C #define macros

Question

Here is what i have and I wonder how this works and what it actually does.

#define NUM 5
#define FTIMES(x)(x*5)

int main(void) {
    int j = 1;
    printf("%d %d\n", FTIMES(j+5), FTIMES((j+5)));
}

It produces two integers: 26 and 30.

How does it do that?

Answer 1

The reason this happens is because your macro expands the print to:

printf("%d %d\n", j+5*5, (j+5)*5);

Meaning:

1+5*5 and (1+5)*5

Answer 2

Since it hasn't been mentioned yet, the way to fix this problem is to do the following:

#define FTIMES(x) ((x)*5)

The parentheses around x in the macro expansion prevent the operator associativity problem.

Answer 3

define is just a string substitution.

The answer to your question after that is order of operations:

FTIMES(j+5) = 1+5*5 = 26

FTIMES((j+5)) = (1+5)*5 = 30

Answer 4

The compiler pre-process simply does a substitution of FTIMES wherever it sees it, and then compiles the code.

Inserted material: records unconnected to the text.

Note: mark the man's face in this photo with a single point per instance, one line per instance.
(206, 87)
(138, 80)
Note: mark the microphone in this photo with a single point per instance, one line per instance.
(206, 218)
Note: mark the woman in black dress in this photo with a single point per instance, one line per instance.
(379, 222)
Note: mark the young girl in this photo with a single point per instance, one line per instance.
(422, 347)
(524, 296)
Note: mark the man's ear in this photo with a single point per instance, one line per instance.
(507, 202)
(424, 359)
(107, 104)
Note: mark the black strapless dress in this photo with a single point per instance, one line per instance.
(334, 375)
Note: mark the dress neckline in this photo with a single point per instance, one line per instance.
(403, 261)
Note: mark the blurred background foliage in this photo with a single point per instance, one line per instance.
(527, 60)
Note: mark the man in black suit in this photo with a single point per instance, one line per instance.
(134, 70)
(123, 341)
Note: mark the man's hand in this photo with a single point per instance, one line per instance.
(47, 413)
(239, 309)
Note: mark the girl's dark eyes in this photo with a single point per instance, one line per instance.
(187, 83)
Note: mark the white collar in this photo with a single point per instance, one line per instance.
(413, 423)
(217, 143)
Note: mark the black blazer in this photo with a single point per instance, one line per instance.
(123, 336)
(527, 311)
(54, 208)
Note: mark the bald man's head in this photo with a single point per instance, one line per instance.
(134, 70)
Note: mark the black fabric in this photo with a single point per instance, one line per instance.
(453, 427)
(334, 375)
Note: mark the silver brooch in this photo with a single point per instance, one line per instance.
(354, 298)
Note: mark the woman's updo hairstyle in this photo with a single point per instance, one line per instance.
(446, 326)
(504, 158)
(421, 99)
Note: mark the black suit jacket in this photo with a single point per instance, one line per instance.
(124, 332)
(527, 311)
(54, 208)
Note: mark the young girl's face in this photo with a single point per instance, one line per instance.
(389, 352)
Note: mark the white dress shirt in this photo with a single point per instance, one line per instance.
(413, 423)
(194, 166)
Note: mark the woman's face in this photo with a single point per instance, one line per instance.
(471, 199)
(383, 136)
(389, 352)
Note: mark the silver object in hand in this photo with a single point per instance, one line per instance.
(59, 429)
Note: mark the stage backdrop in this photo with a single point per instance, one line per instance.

So in reality, the code that the compiler sees is this:

#define NUM 5
#define FTIMES(x)(x*5)

int main(void)
{

    int j = 1;

    printf("%d %d\n", j+5*5,(j+5)*5);
}

Then, taking operator preference into account, you can see why you get 26 and 30.

Answer 5

And if you want to fix it:

#define FTIMES(x) ((x) * 5)

Answer 6

the preprocessor substitutes all NUM ocurrences in the code with 5, and all the FTIMES(x) with x * 5. The compiler then compiles the code.

Its just text substitution.

Answer 7

Order of operations.

FTIMES(j+5) where j=1 evaluates to:

1+5*5

Which is:

25+1

=26

By making FTIMES((j+5)) you've changed it to:

(1+5)*5

6*5

30